Your new job is most likely not the last job you will have in your career, and it’s easier to keep up with accomplishments as they happen rather than trying to think back later. I recommend creating a word processing document that is not your résumé, and as you accomplish significant things outside of your expected duties or work with noteworthy clients, log it there. Shoot for listing at least one top accomplishment per year with each company. Then you can pick and choose what to include the next time you update your résumé.
People get promoted not only because they do a good job but because they perform beyond expectations, showing they can be effective in helping their company reach tomorrow’s goals. So as I mentioned earlier, keeping up with your accomplishments as you achieve them will also be to your benefit come performance review time.
Being a student fresh out of college in this day and age is more challenging than ever. I worked summers and during Christmas break during college because I needed the money as I’m sure all students do. And I coveted my study and free time during the semesters and never did an internship.

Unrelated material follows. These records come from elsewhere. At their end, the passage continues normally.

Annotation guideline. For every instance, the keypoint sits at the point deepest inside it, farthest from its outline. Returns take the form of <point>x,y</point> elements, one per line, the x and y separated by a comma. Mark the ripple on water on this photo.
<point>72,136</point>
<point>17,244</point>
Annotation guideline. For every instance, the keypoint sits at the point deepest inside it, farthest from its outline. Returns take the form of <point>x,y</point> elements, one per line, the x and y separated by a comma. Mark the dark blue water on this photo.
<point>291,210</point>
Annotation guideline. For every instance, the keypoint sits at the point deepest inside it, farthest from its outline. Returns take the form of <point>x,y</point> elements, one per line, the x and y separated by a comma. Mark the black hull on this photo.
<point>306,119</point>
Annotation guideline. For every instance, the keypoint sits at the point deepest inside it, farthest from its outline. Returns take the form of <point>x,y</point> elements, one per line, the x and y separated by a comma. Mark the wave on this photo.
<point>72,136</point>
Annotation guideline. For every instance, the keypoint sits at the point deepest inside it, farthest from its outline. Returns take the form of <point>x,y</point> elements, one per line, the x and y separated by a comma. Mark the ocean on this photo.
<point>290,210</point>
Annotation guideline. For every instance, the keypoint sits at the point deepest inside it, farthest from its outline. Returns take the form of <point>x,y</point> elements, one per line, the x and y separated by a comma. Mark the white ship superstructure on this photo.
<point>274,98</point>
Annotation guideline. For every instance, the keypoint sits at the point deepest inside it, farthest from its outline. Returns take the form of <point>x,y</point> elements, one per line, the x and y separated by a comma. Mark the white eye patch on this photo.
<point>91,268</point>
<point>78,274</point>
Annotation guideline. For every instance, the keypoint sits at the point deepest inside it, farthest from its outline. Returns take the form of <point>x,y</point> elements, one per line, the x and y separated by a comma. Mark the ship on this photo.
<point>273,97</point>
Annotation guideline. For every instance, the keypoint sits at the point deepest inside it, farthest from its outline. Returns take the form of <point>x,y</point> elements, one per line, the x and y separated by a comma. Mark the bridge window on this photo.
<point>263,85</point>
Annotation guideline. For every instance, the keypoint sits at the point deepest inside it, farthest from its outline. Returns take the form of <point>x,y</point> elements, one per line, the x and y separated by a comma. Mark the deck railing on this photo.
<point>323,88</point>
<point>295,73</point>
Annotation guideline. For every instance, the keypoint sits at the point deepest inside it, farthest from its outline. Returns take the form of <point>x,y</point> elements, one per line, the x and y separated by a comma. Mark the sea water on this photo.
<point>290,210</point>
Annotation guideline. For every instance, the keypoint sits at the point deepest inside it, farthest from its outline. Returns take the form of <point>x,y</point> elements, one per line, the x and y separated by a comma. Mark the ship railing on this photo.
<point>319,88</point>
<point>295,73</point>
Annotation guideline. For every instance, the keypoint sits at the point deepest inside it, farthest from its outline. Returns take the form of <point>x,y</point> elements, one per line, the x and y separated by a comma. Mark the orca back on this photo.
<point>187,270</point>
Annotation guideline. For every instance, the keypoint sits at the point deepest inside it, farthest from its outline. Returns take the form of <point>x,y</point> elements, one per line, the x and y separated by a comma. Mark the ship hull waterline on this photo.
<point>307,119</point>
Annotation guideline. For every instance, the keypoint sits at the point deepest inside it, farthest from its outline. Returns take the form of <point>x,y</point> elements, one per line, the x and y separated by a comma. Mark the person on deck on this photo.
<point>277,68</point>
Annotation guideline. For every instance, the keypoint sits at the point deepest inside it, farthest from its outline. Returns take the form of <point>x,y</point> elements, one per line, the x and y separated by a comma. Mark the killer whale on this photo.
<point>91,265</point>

Although most are unpaid, an internship is one of the best ways to meet, work and network with movers and shakers in your field of study…not to mention giving hiring managers a taste of the great work you do and your reliability, creativity, and work ethic. Side note, at least here in Nashville, I know frequently that there are actually more companies wanting interns than there are students wanting to intern! Go supply and demand!
Students should do an internship at one of their top target companies if they can afford the opportunity cost. If you need to work a paying job during college, try doing the internship the summer before your final year. Or better, consider interning during your last semester. Make sure to contact the companies you’re considering in late summer to check if a Spring-only internship is an option, since some may only offer a Fall+Spring option. This way you won’t be blindsided and miss the boat on a great opportunity.
You’ll get firsthand real world knowledge at a company ideally in the department in which you’ll be working once you graduate. This could help you have an advantage over those applicants unknown to the company and earn you a full time job after graduation. Even if you are not hired on after, a reference from your manager as well as opportunities to network during the internship can be valuable tools in efforts toward a solid first job. You could meet someone at another company that may end up hiring you down the road. At worst, you will be able to start building your network.
You seasoned folks, what other advice do you have for forward-thinking college students on preparing for a career? Please comment.